Following the breakfast, five members of the clergy from local churches and temples briefly presented their personal message of Thanksgiving. Reverend Michael Bamberger of the Church of the Ascension spoke about two longtime members of the community, Olla and Rex Smith, and their service to the community, and in particular the Woman’s Club. He recalled seeing Rex carrying in the quiche the morning of the Prayer Breakfast when he first started attending, supporting his wife and the things she organized. “How do we live up to the legacy of these people who set for us these standards...we all are trying to live in to the legacy that we have been given, and the legacy is really what we are supposed to be the most thankful for. And the way that we can honor that legacy is by doing our part in our time, and so that’s really the challenge for each and every generation, is to live in the legacy of the Rex and Olla Smiths of this world.”
Pastor Philip Carlson of Bethany Church spoke of receiving a Christmas gift as a child that had touched him due to the generosity of the folks who had helped his parents to be able to give him the gift when his dad was out of work, and how he is friends to this day with that couple. Referencing Paul’s teachings to the Corinthians, Pastor Carlson stated that to this day he feels rich because of this couple’s generosity. “You know the grace of our Lord Jesus Christ, that though he was rich, yet for your sake he became poor, so that you, through his poverty, might become rich.”
Rabbi Alan Lachtman of Temple Beth David mentioned that some of his congregants asked him what prayer should they pray at this time of year, and he said he responded “Don’t say the prayer, do thankful things, by helping other people.
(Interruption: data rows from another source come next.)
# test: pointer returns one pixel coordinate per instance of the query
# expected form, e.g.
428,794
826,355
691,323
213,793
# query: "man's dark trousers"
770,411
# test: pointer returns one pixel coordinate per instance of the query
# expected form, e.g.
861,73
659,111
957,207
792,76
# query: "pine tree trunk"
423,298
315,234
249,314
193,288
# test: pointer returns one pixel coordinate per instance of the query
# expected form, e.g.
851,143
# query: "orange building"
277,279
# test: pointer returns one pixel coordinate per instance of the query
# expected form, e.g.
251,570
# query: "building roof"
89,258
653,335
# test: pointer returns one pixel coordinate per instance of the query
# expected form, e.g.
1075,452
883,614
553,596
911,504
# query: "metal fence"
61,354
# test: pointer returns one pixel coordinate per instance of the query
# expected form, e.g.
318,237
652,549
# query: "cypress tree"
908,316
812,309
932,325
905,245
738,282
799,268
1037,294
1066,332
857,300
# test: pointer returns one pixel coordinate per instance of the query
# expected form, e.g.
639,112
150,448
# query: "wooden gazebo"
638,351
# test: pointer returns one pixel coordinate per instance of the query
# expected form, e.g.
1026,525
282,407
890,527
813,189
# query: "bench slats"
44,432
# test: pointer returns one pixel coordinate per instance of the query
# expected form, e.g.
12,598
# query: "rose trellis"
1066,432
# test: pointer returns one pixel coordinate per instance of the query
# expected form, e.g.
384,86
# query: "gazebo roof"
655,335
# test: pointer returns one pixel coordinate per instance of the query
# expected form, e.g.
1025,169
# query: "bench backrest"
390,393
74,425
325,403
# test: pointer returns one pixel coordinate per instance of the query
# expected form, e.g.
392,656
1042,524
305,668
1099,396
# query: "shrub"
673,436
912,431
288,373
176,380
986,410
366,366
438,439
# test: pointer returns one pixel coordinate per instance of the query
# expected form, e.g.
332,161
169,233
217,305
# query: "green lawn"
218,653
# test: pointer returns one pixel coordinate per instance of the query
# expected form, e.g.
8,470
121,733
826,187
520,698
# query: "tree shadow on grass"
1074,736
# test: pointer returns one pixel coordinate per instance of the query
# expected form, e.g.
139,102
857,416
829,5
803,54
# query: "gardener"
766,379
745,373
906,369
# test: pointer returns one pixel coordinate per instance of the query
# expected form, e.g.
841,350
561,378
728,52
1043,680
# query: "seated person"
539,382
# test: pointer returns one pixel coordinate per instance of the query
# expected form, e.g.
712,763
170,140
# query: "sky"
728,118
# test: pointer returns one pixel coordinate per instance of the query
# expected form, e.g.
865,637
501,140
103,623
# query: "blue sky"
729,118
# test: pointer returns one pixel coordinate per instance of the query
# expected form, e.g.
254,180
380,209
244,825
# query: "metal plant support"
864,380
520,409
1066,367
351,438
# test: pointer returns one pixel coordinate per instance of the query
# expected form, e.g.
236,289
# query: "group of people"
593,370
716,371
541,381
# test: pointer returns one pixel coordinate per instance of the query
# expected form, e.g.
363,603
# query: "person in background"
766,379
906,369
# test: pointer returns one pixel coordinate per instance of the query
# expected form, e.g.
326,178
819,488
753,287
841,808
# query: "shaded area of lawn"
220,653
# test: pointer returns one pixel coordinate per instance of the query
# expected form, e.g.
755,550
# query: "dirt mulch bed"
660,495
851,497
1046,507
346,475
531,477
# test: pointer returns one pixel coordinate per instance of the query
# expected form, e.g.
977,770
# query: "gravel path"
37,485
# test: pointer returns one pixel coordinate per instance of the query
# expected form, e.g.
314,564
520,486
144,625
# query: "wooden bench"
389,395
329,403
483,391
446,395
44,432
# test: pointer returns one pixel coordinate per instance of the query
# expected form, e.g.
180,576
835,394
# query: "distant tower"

God doesn’t need the praises, God needs our service. Our service to God is really what’s important, by reaching out to those who need a helping hand, by giving them encouragement when they are brought down low, by helping with our shelters and our food banks and going the extra mile to help other people.”
Dr. Wayne Walters, of United Methodist Church wondered if the tough economic times and hardships that people are experiencing due to fires, etc. might not actually be good for us. “I think we really need a time of kind of realignment in terms of where we’ve been in terms of what’s important to us… I think we really have become so materialistic that we tend to think how could I be happy without the things that I want and a lot of us either by necessity or by choice are going to be re-examining that, and realizing it’s not the things in life that are important.” He noted that often times people who “lose everything” talk about how blessed they feel. “That’s why I pray that this season, it’s about Christ, it’s not just a time of celebration, but entering into others and their pain so that together, we can experience the kind of community that develops because of that.
And Pastor Paul Beck, who has recently taken over for longtime Sierra Madre Congregational Church Pastor Richard Anderson, gave the benediction, closing the breakfast with another message of gratitude: ”As you enter into this season of Thanksgiving, may you go out today in peace…be strong and courageous…and honor everyone, support the weak, strengthen the faint-hearted, help the sufferer, live a life of Thanksgiving, love God, and love one another, and may the grace of our God, be with you all.”
A fitting end to a thoughtful and thankful celebration of the season.